Myth #2: “I can’t lose weight because I can not exercise.” 

There are many reasons why people can not exercise in their current situation.  They may have pain or joint problems or simply be too large to exercise.  For many people, that can seem like an insurmountable barrier to committing to a weight loss program.  Maybe that is because they have lost weight in the past when exercising, or because they have felt like they automatically eat better when they exercise.  The good news: you can lose a significant amount of weight without exercising.  Why is that?  Well, approximately 80% of weight loss is determined by your diet, not your exercise.  That can be good and bad news.  If you love to exercise but tend toward weight gain, it also means that you can not eat whatever you want, either.  If you have a barrier to exercise, weight loss may be just what the doctor ordered.  Losing just 5-10% of your body weight can cause dramatic reductions in joint, muscle and back pain, increasing mobility.  Many people begin an effective weight loss program, lose weight, and suddenly feel like doing things they haven't done in years.  Now, exercise is very important for long term weight control.  A regular exercise program greatly decreases the chance of weight regain.  Resistance exercise reduces the chance of bone density loss that can come from weight loss.  So, if you still have a barrier to exercise after losing some weight, talk to your physician about an evaluation or referral to a physical therapist or trainer. 

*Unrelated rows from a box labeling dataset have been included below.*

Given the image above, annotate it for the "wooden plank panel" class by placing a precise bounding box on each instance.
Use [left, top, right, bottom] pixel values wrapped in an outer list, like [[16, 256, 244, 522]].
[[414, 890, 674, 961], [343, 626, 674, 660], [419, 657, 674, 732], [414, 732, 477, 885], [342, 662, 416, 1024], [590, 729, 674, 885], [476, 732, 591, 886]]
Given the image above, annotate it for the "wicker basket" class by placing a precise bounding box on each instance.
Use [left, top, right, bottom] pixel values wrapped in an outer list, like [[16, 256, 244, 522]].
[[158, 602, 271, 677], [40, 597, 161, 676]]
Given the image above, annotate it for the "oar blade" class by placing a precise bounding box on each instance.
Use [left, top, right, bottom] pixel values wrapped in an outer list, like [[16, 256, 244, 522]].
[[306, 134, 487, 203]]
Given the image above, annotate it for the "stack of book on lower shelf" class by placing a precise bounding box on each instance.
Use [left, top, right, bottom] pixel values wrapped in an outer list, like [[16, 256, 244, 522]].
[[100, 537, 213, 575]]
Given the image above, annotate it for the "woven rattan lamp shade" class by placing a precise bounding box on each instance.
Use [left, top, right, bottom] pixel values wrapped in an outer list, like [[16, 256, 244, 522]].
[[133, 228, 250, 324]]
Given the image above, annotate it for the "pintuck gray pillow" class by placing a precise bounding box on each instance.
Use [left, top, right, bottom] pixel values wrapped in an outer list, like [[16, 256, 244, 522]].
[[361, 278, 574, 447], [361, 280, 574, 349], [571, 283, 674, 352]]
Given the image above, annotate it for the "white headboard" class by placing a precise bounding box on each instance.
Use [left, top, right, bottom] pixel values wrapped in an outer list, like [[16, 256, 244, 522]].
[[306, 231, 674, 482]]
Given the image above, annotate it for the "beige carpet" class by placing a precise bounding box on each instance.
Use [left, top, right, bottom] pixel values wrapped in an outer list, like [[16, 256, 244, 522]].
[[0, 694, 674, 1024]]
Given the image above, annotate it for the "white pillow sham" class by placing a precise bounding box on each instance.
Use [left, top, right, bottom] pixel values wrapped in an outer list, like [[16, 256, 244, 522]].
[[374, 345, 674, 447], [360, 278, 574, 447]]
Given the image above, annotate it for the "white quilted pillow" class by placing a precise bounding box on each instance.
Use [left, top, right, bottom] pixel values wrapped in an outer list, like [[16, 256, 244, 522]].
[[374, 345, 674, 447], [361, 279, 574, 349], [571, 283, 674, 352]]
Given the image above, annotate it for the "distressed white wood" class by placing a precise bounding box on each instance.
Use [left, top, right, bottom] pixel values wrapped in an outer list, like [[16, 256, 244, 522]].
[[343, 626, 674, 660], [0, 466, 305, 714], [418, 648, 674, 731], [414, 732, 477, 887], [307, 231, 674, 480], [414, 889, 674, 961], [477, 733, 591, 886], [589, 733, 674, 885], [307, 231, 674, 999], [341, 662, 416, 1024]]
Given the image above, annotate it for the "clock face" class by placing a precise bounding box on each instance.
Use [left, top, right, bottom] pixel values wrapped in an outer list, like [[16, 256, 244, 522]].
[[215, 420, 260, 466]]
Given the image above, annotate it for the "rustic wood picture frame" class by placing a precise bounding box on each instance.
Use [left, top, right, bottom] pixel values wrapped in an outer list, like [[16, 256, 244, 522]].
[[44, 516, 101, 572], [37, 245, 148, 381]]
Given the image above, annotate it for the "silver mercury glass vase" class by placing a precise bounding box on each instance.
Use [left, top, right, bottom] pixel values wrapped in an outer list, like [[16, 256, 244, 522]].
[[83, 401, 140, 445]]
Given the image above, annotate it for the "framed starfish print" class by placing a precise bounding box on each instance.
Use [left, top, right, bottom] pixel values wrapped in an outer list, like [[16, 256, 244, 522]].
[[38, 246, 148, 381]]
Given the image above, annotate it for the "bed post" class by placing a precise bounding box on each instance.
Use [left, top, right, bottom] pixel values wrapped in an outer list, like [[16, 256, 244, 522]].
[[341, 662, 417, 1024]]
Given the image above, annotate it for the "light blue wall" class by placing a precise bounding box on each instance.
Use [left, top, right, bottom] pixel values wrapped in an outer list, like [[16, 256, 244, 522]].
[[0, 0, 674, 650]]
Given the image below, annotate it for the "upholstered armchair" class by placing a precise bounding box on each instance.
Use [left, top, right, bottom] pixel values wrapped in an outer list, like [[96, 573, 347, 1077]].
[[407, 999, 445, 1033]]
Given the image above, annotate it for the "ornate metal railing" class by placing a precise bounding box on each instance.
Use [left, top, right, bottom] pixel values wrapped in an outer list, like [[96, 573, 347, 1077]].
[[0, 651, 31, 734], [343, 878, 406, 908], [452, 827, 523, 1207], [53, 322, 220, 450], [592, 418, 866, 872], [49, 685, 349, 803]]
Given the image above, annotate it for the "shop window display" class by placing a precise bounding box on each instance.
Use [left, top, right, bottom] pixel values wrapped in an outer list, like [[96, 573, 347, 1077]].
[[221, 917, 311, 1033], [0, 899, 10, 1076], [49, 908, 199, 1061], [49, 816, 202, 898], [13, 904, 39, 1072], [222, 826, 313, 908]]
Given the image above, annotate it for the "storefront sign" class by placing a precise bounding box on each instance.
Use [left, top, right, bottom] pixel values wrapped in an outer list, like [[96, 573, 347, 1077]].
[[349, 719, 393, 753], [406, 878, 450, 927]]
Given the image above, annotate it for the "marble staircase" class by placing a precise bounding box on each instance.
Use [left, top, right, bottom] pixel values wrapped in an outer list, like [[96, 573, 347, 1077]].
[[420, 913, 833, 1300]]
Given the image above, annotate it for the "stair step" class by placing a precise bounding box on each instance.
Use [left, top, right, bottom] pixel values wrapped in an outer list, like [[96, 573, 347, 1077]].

Myth #3: “I will be hungry on a diet.”

Any successful weight loss plan needs to control hunger.  The urge to eat when hungry is a very strong survival instinct.  If you are hungry on your diet, you are on the wrong diet.  For most people, manipulating the macronutrient composition, fiber content, water content, exercise, or timing of intake will control hunger.  However, there are conditions in which the neurotransmitters in the hypothalamus of the brain fail to register satiety and people have uncontrolled hunger.  This is one of the situations in which FDA approved medications may have a role in the treatment of obesity.  There are several new medications approved and on the market.  Talk to your physician if you have uncontrolled hunger on your weight loss program. 

Myth #4:  “My health insurance does not cover weight loss.”

Your health insurance may cover physician services for weight loss.  The American Medical Association rightly designated obesity as a disease.  The United States Preventive Services Task Force recommended intensive behavioral counseling for obesity.  The Affordable Care Act mandated coverage for services highly recommended by the Unites States Preventive Services Task Force.  If you have one of the 22 medical conditions directly related to excess weight, then it is more likely that weight loss may be covered to benefit that medical condition.  All of this means that you may have health insurance benefits for weight loss services provided by a physician.  


  • Your weight loss plan should not just be counting calories.  Losing weight does not happen from eating less and exercising more.  
  • You can lose weight without exercising.  Exercising is easier after you have already lost some weight.  Exercise will reduce the chance off gaining it back and improve your long term success. 
  • You do not have to be hungry to lose weight. 
  • Your health insurance may cover weight loss services.